Он поднял руку, и Миле показалось, что пальцы его быстро вертели блестящий шарик. Но она не могла ни-188 чего рассмотреть, потому что мгновенно у нее закружилась голова. Словно во сне, слышала еще она повелительный голос, приказывавший ей вернуться в ее комнату, а потом она окончательно потеряла сознание.
Открыв глаза, Мила оказалась сидевшей по-прежнему в кресле, а книга, которую она читала, валялась около нее на полу; она ощущала такое утомление, что не в состоянии была соображать. Мила дотащилась до постели, кое-как разделась и, едва только опустилась на подушки, как забылась свинцовым сном.
Проснулась она поздно. У нее сохранилось ясное воспоминание о посещении подземелья и свидании с отцом, хотя в первую минуту она не могла дать себе отчет, – сон это был, или действительность? Вдруг вспомнила она про секрет, который показал ей отец. Она спешно сняла кольцо и осмотрела его внутреннюю сторону. Сначала простым глазом она не могла найти маленькую иголочку и только в лупу увидела ее, нажимая на камень. И Мила с довольной улыбкой надела опять кольцо; значит она не спала.
Наконец настал день бала. Выехали до полудня, так как предстояло два часа пути и следовало отдохнуть прежде, чем начать одеваться.
Мила бесилась, потому что холодность Масалитинова и упорство, с каким тот ее избегал, глубоко возмущали ее и в душе ее закипало жгучее желание мстить. Наружно она старалась скрыть свои чувства и искусно, с мнимой наивностью, принудила даже некоторым образом Михаила Дмитриевича пригласить ее на мазурку, которую тот танцевал превосходно, по ее мнению.

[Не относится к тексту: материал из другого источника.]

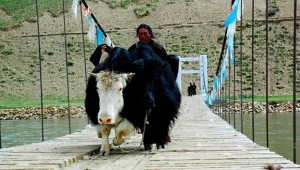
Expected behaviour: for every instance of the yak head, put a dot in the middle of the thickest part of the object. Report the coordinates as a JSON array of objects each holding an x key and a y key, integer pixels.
[{"x": 110, "y": 87}]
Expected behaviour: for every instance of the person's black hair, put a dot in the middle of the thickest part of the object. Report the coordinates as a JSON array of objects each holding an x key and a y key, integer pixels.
[{"x": 147, "y": 27}]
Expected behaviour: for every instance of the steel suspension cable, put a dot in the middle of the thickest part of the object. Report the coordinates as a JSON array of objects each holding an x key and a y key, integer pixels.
[
  {"x": 40, "y": 63},
  {"x": 241, "y": 67},
  {"x": 294, "y": 83},
  {"x": 84, "y": 55},
  {"x": 252, "y": 81},
  {"x": 267, "y": 75}
]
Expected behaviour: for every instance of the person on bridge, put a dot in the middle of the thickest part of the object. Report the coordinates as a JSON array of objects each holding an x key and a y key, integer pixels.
[{"x": 145, "y": 34}]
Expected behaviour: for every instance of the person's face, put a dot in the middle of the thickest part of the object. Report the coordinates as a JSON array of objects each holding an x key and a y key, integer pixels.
[{"x": 144, "y": 35}]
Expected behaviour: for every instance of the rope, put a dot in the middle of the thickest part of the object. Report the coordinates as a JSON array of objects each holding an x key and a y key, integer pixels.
[{"x": 143, "y": 135}]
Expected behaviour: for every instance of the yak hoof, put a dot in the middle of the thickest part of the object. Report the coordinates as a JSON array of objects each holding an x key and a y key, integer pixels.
[
  {"x": 104, "y": 151},
  {"x": 160, "y": 146},
  {"x": 99, "y": 134},
  {"x": 117, "y": 142},
  {"x": 147, "y": 146}
]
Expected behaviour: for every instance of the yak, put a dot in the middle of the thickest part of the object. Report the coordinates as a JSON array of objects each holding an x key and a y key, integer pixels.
[{"x": 125, "y": 89}]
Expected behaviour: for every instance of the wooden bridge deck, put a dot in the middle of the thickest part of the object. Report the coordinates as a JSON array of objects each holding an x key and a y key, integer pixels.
[{"x": 200, "y": 140}]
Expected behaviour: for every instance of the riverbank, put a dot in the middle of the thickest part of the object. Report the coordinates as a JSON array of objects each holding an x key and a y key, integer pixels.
[
  {"x": 55, "y": 112},
  {"x": 49, "y": 112}
]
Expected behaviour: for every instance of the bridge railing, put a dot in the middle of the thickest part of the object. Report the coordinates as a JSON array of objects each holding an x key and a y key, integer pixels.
[{"x": 239, "y": 107}]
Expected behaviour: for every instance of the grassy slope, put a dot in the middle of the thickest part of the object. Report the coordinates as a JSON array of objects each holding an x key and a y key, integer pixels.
[{"x": 191, "y": 38}]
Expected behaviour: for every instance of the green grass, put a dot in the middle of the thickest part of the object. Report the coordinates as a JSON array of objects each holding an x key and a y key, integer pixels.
[
  {"x": 12, "y": 102},
  {"x": 25, "y": 10}
]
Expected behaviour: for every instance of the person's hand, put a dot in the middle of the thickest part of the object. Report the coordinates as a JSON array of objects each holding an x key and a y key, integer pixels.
[{"x": 104, "y": 47}]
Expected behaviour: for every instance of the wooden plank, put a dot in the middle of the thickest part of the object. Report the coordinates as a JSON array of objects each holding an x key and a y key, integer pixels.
[{"x": 200, "y": 140}]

С наступлением вечера все костюмированные дамы собрались вокруг маленького грота, занятого феей источника и озаренного голубоватым светом. Когда бенгальские огни начали заливать потоками разноцветного света прелестную группу живых цветов, перед собравшимися на террасе зрителями развернулась действительно волшебная картина. Затем шествие, с царицей цветов во главе и под звуки военной музыки, направилось в танцевальную залу, устроенную на просторной лужайке, где был настлан пол, а в виде крыши натянут полосатый тик. Люстры, канделябры и бесчисленные фонарики освещали залу и окружающие кусты, где расставили буфеты и беседки для отдохновения. Ночь стояла чудная, благоуханная и было тепло, как днем.
Масалитинов был совершенно очарован красотой своей невесты; но он заметил тоже и Милу, эксцентричная красота которой произвела сенсацию между молодежью, хотя та ему по-прежнему не нравилась.
– Она вырядилась маком, а следовало бы просто дурманом, это больше было бы ей к лицу, – заметил Ведринский. – Есть что-то зловещее в этой женщине с зелеными глазами и гибкими, словно у тигрицы, движениями. Уж очень она на тебя поглядывает, не нравится мне это, – прибавил он.
Масалитинов презрительно пожал плечами.
– Не бойся, она не опасна для меня, а стрельба ее зеленых глаз – впустую. Ты прав, но она больше похожа на ящерицу, и хоть это не будет вежливо, но я не думаю танцевать с нею, ничего кроме мазурки, которую и то она у меня чуть не насильно вырвала.